Он пошёл на кухню, а Сонечка в свою комнату. Ей заметно полегчало. Ей стало даже спокойно и радостно. Потому что ей нравилось разговаривать с папой. Слушать его тихий, всегда немного утомлённый и такой добрый голос. Видеть его печальное, несколько затравленное, но вместе с тем основательное и умное лицо. Быть с ним маленькой-маленькой девочкой, тащащей в рот всякие гадости и писающей в горшок. Ведь только с ним и можно такой быть. Ведь только с ним она такая и есть на самом деле. Ведь он только такую её и знает. Ведь только для него она так ещё и не выросла, учась на втором курсе университета и встречаясь с большими мальчиками. Да, ей нравилось так думать про папу. Папа не может быть другим.

Через пять минут папина голова, смущённо заглянув в её комнату, прошептала «спокойной ночи» и кротко исчезла. А ещё через десять погасли голубоватые всполохи, всё наполнилось тёплой, густой темнотой и стало по-настоящему тихо.

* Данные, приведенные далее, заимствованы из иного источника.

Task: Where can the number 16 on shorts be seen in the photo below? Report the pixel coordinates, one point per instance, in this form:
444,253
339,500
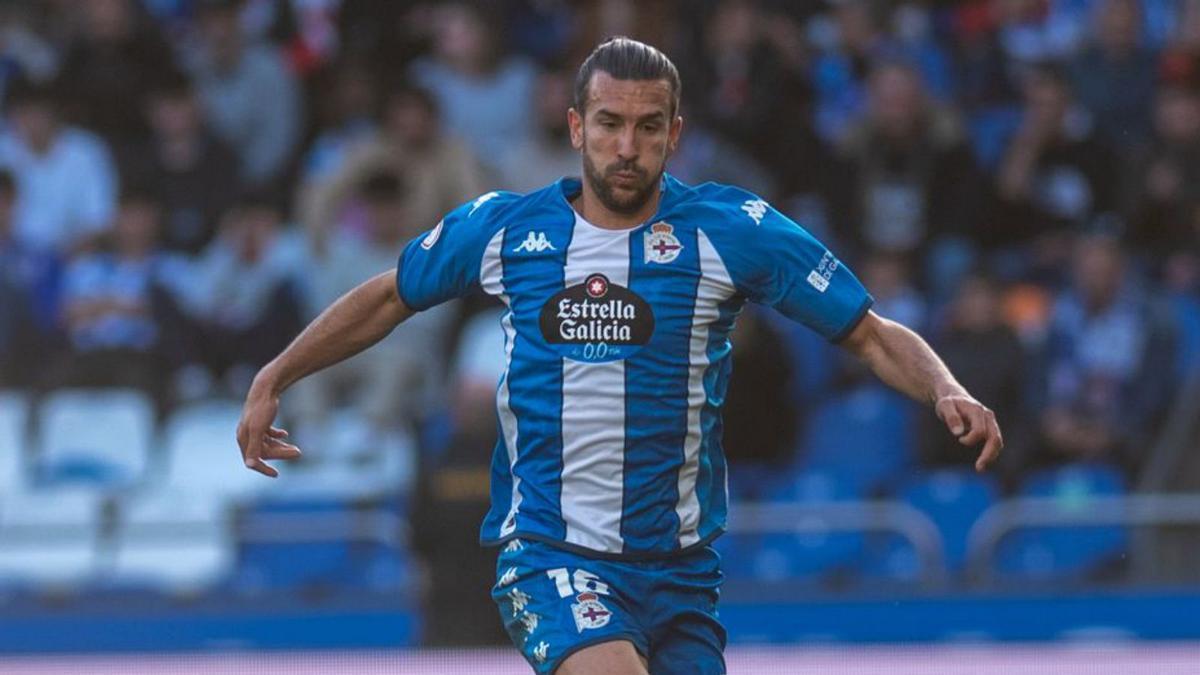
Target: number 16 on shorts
588,610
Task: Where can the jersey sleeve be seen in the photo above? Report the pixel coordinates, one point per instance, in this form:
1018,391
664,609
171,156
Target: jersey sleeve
775,262
444,263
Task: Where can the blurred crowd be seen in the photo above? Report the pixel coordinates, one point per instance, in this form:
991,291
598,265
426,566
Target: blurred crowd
184,184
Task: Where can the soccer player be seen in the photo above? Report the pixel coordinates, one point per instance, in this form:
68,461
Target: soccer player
622,288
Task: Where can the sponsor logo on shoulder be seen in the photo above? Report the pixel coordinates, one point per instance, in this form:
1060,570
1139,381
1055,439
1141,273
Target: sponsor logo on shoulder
820,276
597,321
589,611
534,243
433,236
756,209
660,243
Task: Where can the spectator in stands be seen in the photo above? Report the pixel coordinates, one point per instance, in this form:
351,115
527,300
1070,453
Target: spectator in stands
910,173
761,413
66,184
249,93
442,172
108,66
547,154
397,382
888,278
453,494
1164,184
190,172
1055,175
469,72
346,118
1117,61
237,305
840,72
747,95
1108,353
985,356
108,306
28,297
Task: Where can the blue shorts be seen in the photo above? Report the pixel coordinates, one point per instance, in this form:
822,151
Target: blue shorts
555,603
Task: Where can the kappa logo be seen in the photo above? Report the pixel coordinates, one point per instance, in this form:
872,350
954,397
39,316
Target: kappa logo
756,209
433,236
483,199
520,601
509,577
589,611
534,243
661,245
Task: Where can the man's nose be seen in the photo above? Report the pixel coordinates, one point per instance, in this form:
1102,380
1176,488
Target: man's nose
627,144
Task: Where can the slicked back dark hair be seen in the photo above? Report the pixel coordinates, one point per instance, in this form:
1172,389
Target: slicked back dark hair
624,58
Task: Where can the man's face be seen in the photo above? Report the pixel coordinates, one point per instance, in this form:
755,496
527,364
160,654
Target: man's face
625,133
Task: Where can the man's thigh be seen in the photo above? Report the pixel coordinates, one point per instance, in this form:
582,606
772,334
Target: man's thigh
559,607
616,657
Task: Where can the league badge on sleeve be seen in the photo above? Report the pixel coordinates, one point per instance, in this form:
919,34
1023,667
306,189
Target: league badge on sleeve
661,245
589,611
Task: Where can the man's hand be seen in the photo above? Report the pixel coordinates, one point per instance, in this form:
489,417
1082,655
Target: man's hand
257,437
972,423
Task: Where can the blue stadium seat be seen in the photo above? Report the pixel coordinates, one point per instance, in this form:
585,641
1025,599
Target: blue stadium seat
953,499
327,565
864,435
97,436
797,556
1066,553
1187,321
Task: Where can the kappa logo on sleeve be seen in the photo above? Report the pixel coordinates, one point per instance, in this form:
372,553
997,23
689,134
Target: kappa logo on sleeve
433,236
756,209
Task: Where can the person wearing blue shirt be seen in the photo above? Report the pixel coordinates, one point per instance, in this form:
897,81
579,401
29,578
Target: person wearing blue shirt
609,481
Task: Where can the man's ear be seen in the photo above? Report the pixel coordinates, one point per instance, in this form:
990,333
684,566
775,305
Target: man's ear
575,123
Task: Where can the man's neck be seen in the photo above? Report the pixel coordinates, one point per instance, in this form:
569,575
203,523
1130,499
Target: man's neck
593,210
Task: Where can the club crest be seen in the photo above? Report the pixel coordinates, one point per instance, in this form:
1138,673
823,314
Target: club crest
589,611
661,244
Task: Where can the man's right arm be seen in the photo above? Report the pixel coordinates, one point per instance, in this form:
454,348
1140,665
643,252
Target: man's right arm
354,322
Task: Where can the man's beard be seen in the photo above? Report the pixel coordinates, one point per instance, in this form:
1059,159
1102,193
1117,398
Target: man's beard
605,192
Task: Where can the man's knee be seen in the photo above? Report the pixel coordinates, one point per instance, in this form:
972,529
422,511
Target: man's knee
616,657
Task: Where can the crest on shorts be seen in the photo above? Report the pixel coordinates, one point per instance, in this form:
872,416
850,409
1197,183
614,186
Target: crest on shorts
589,611
661,245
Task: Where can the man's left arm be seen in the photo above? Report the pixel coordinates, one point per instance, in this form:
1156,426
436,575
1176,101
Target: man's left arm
905,362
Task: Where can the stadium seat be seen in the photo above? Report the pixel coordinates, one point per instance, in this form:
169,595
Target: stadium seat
1066,553
864,435
48,538
809,555
173,542
13,417
953,499
202,452
322,565
100,436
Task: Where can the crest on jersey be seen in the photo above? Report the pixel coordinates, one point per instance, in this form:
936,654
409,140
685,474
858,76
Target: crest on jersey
661,245
589,611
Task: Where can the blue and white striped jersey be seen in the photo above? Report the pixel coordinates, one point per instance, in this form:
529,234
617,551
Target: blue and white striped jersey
617,352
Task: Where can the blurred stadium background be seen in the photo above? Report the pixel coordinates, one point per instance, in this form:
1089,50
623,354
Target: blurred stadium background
185,183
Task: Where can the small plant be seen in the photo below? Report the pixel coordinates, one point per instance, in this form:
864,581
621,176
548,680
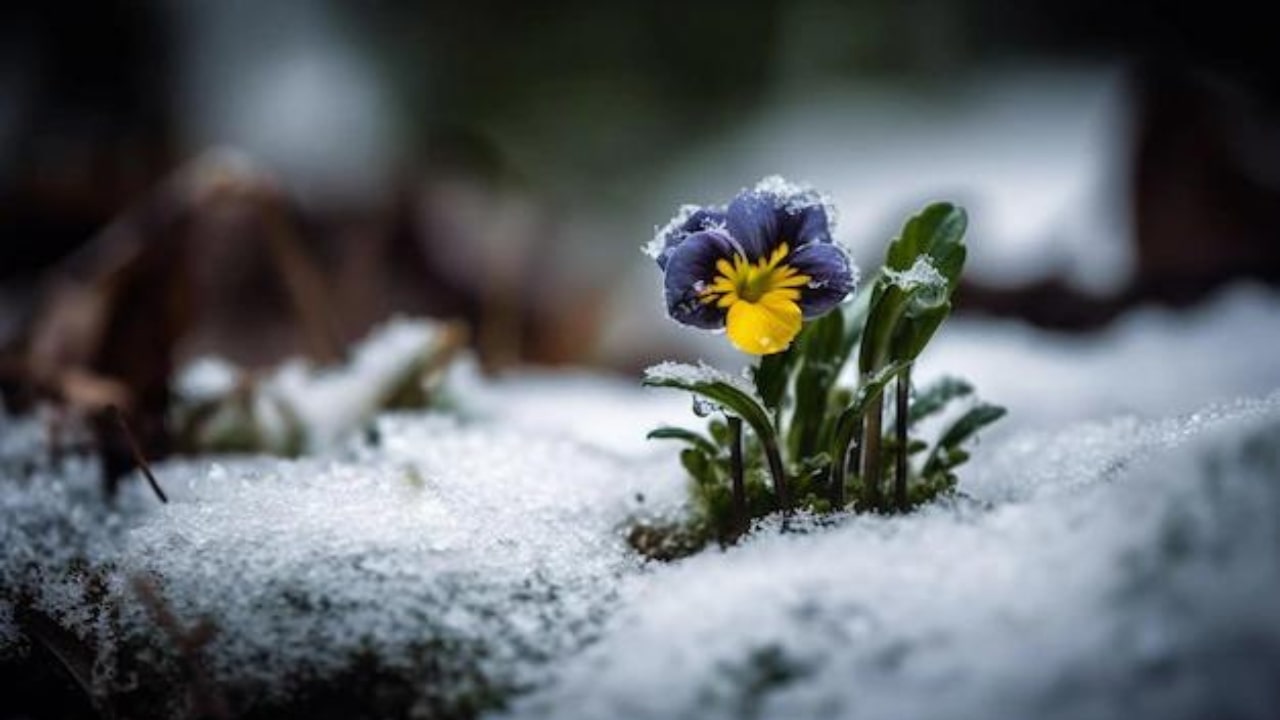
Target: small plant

«Спокойной ночи», — запоздало улыбнулась Сонечка и закрыла глаза. Теплота, густота и темнота насели плотнее, и веки налились тяжестью, и уши пропитались вязкостью, а всё тело преисполнилось слабости. Такой беззащитной и блаженной слабости, на которую могут иметь право только поистине маленькие-маленькие девочки.

Сонечка открыла глаза. Голубоватые всполохи снова озаряли тёмный коридор. Также мертвенно. Также беззвучно. Они выхватывали из тьмы большой кусок на полу и стенах, обугливая края ядовито-ржавыми оттисками. Потом на короткое мгновение гасли, но оттиски как бы всё равно оставались, сквозя в зыбкой темноте еле различимыми прорезями.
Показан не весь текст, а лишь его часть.